8.3 Perform Controls, Especially in the Twilight Zone

Controls are crucial to any scientific experiment. The random model underlying BLAST statistics provides one kind of control, but performing an explicit control can give you greater confidence in your results. This is especially true when looking for weak similarities, commonly called the twilight zone. One of the simplest and most effective ways to determine if an alignment is believable is to shuffle your query sequence and repeat the search. If the shuffled sequence returns similar results, the alignment is based on compositional biases or the search parameters aren't specific enough. The following Perl script shuffles a FASTA file:

#!/usr/bin/perl -w
use strict;

my ($def, @seq) = <>;
print $def;
chomp @seq;
@seq = split(//, join("", @seq));
my $count = 0;
while (@seq) {
    my $index = rand(@seq);
    my $base = splice(@seq, $index, 1);
    print $base;
    print "\n" if ++$count % 60 == 0;
}

Now let's put this script into action. Let's make the dubious hypothesis that ALU repeats aren't specific to primates but are present in all genomes. They haven't been found because people just haven't looked hard enough. Your search parameters use +1/-1 match/mismatch scores and a gap opening cost of 1 and extension cost of 1. (WU-BLAST users would understand this as a cost of 2 for the first gap and 1 for each additional gap). Figure 8-1a shows an alignment between a human ALU (a variety of repeats are available from ftp://ftp.ncbi.nih.gov/repository/repbase) and the Caenorhabditis elegans genome (see http://www.wormbase.org).
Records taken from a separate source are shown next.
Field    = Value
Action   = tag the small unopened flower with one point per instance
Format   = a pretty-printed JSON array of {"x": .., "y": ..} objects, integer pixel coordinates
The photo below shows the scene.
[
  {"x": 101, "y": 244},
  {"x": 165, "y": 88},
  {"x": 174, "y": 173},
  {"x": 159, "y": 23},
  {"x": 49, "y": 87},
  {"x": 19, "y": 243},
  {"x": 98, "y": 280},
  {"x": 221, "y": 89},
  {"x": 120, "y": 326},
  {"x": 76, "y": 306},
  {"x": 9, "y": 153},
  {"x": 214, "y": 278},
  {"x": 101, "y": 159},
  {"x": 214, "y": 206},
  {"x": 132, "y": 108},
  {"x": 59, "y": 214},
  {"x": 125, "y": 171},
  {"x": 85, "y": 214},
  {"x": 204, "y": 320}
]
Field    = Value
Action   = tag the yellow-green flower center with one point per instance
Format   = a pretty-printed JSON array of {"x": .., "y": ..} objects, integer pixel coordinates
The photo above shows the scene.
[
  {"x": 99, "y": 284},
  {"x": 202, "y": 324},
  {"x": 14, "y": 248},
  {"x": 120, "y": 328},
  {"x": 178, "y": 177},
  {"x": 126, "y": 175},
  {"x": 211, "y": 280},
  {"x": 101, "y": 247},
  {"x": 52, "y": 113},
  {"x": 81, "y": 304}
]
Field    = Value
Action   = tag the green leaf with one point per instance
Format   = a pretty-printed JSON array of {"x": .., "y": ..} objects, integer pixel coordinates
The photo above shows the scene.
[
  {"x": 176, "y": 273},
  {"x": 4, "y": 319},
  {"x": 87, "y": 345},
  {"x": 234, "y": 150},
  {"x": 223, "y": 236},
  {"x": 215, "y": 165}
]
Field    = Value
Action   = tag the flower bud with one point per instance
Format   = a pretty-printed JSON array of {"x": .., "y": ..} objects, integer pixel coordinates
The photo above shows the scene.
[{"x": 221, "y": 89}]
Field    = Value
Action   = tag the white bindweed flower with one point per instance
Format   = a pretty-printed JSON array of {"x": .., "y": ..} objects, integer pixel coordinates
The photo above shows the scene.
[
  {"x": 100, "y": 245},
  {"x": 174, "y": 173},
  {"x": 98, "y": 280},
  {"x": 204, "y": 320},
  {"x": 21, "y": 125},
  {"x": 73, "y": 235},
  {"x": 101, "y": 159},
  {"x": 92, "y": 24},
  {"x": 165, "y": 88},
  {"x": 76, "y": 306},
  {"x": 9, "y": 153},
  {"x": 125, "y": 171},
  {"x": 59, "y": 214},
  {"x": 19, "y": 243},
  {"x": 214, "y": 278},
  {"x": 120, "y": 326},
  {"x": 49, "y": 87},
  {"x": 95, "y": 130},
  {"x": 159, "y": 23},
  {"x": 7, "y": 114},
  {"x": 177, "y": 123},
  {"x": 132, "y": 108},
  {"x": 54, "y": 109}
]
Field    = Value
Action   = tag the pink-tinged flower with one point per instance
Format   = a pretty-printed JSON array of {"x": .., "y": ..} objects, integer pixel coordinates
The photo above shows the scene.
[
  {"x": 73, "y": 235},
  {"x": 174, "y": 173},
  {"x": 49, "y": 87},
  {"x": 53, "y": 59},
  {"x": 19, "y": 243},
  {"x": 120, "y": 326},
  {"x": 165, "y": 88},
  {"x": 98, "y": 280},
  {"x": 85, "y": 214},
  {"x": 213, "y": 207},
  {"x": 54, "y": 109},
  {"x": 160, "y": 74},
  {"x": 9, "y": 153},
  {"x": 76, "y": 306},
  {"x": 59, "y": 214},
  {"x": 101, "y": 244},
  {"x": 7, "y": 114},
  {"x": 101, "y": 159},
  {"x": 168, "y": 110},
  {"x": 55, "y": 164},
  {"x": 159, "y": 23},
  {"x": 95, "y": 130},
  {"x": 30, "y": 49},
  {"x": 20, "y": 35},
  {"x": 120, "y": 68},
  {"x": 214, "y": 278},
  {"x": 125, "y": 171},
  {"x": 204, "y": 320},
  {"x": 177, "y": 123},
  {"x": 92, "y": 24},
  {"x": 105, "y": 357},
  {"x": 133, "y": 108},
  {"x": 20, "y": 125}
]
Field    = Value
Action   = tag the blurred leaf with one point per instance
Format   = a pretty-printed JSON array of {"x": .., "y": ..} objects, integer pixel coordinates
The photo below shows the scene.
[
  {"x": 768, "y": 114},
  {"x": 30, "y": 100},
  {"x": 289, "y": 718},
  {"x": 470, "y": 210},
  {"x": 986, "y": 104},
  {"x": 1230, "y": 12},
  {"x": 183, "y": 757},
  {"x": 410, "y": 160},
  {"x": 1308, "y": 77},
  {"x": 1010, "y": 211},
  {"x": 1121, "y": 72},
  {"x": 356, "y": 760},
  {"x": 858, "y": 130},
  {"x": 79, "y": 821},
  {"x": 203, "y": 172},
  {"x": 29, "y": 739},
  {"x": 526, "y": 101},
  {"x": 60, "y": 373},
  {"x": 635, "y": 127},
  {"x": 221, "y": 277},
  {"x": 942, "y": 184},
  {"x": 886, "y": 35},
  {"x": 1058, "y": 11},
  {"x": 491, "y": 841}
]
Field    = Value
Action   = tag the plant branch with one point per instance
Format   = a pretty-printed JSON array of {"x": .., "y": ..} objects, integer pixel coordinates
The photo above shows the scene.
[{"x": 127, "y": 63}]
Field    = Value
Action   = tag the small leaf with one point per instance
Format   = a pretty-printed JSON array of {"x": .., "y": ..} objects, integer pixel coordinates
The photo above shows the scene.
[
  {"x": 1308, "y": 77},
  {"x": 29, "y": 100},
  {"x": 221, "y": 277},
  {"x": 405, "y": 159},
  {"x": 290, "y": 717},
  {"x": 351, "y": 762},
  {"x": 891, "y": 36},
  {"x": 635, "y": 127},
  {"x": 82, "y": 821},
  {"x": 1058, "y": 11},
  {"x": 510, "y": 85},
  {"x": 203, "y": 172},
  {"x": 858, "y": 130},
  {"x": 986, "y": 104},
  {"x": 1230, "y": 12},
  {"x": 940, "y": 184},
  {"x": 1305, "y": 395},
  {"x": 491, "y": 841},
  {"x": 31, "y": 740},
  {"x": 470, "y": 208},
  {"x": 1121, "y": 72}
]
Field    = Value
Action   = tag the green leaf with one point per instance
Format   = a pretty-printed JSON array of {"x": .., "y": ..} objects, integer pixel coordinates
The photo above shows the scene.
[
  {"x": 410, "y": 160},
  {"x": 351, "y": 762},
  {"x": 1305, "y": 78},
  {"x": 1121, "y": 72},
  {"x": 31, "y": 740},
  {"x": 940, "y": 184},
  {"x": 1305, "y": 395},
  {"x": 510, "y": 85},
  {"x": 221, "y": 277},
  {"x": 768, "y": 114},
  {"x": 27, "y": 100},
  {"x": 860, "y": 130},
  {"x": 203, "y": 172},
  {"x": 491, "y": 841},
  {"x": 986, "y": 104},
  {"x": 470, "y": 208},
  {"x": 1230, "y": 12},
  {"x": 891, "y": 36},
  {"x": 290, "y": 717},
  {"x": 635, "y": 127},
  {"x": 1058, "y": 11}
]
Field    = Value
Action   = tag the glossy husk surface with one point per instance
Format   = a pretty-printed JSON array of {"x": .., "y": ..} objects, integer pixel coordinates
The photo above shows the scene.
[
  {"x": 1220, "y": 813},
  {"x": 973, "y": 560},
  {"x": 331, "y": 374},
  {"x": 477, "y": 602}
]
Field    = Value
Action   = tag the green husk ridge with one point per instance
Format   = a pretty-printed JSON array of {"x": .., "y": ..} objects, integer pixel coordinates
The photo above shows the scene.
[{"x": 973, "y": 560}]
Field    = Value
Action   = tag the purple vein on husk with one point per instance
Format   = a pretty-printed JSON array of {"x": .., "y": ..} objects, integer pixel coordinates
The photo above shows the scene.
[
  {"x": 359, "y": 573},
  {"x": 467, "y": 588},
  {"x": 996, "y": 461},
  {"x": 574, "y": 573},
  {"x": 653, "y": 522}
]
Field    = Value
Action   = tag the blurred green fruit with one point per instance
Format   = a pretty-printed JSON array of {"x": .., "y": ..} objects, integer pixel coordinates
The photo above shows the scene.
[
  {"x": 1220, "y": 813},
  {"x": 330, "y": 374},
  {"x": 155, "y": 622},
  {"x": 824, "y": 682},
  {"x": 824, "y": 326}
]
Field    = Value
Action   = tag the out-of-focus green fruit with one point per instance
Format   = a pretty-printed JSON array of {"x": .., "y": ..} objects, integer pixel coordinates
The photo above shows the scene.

Without a control, you might be able to convince yourself that you found a match to a C. elegans ALU. However, because a shuffled control (Figure 8-1b) produces an alignment that is approximately 100 times more significant, this conclusion isn't very likely.

Figure 8-1. Searching (a) an ALU element and (b) a shuffled version against the C. elegans genome

You might wonder why the alignments in Figure 8-1 seem to have significant E-values. The search employed low gap penalties and ungapped alignment statistics. When using gapped alignment statistics, these alignments are expected at random.